KING BUZZO WITH TREVOR DUNN- “Gift Of Sacrifice”Quanti accidenti di dischi ha pubblicato nella sua carriera Roger Buzz Osborne, aka King Buzzo? Dalla metà degli anni ’80 ad oggi ha dato alle stampe una quantità esagerata di album, per cui diventa veramente difficile dire il numero esatto. La massa principale è rappresentata dalle uscite dei Melvins, e siamo ad una quarantina circa, poi ci sono le collaborazioni con altri musicisti, la partecipazione nei Fantomas di Mike Patton, l’avventura nei Venomous Concept e forse me ne dimentico qualcuno. Una vita spesa per la musica perché bisogna considerare anche l’attività a proprio nome, che nel 2014 vedeva l’arrivo sul mercato di “This machine kills the artists”. Oggi è il turno di “Gift of sacrifice”, lavoro co-intestato con Trevor Dunn, altro musicista la cui discografia è altrettanto imponente e che si è spesso mescolata con quella di Osborne.

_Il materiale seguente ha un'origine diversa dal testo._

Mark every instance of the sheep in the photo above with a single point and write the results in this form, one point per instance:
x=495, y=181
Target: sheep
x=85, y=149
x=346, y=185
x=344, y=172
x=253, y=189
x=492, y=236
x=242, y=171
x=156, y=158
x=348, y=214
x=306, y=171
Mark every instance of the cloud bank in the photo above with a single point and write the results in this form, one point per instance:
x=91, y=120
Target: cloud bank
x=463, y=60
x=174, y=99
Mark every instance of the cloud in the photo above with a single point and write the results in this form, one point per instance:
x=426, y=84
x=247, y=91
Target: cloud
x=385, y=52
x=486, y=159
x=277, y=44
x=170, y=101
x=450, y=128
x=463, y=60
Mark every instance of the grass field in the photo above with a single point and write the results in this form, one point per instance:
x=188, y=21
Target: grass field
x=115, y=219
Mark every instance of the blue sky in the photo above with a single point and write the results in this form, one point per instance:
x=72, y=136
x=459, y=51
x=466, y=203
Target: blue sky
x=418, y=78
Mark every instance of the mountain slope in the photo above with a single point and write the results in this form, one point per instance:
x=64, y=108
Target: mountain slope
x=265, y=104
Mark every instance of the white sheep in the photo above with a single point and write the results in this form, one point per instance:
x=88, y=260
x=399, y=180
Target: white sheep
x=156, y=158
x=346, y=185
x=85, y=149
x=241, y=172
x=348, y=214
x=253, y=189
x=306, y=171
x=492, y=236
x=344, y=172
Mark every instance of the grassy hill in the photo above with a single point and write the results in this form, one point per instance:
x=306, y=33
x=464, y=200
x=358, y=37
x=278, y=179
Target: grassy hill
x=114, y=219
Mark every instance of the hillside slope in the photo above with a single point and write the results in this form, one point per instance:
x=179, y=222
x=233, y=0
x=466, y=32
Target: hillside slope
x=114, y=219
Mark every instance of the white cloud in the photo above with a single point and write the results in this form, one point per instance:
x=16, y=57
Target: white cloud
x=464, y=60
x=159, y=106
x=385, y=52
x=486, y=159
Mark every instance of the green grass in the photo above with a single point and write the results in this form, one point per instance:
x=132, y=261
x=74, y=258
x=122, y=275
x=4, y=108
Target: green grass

La presenza del bassista dei Mr. Bungle è sicuramente decisiva per delineare il suono di questa raccolta, decisamente più concisa e con meno brani rispetto all’opera del 2014. L’idea di Buzzo è quella di presentare un disco di folk e blues, ma chiaramente quelle che sono le sue concezioni dei due generi. È un folk che prende spunto da sé stesso. Certo è che in brani come “I’m Glad I Could Help Out” è impossibile non pensare a Captain Beefheart e alle sue filastrocche, alle associazioni surrealiste, alla deformazione sonora del delta blues. Il Blues è l’impalcatura di tutto il suo edificio artistico ma la ripetitività claustrofobica tipica dei Melvins è la stessa presente nella chitarra acustica di Osborne, accompagnato, questa volta, da Trevor Dunn. La collaborazione con il bassista dei Mr.Bungle, Fantomas e degli stessi Melvins per l’album “Freak Puke”, conferisce al suono di questo disco un elemento di perfetta stonatura.

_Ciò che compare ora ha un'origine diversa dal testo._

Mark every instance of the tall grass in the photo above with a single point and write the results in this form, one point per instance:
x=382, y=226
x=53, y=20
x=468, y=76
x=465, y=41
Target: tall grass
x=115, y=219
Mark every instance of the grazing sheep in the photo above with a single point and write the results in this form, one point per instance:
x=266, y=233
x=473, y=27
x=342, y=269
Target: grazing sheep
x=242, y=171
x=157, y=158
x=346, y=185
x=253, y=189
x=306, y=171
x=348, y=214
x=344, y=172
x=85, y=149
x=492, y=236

L’uso così profondo del basso richiama le modalità stilistiche dei Melvins e allo stesso tempo il contrabbasso (suonato sempre da Dunn) accompagna l’attitudine eccentrica di Buzz Osborne: il canto quasi vampiresco, le chitarre dall’andamento altalenante, i passaggi ruvidi dal più classico folk ai synth modulari.

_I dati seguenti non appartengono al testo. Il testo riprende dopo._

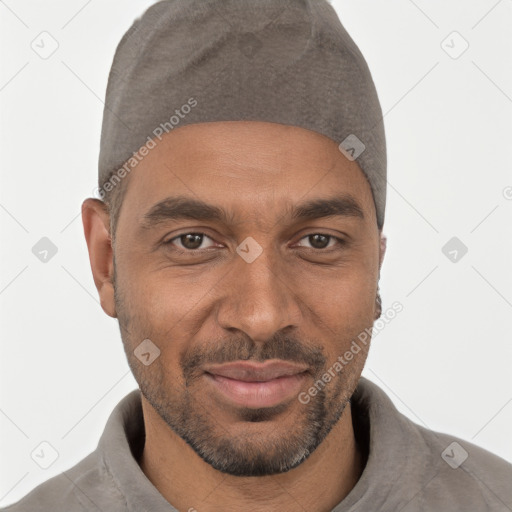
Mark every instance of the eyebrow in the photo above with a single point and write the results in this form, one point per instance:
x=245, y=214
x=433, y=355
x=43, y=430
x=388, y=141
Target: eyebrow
x=185, y=208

Un lavoro che conferma l’attitudine di personaggio ’fuori dal coro’ che è sempre stato il suo punto di forza, quello per cui si andavano ad ascoltare i suoi dischi. È un opera sperimentale? Forse si, non si segue il classico formato canzone, ma è un album in cui King Buzzo fa sé stesso. E poi assistiamo alle cuciture che Trevor opera con il suo basso, le svirgolate con l’archetto, gli scivolamenti delle sue dita sulle corde del contrabbasso in modo magistrale.

Non per tutti, ma che lascia arricchiti una volta che si è giunti al termine!!!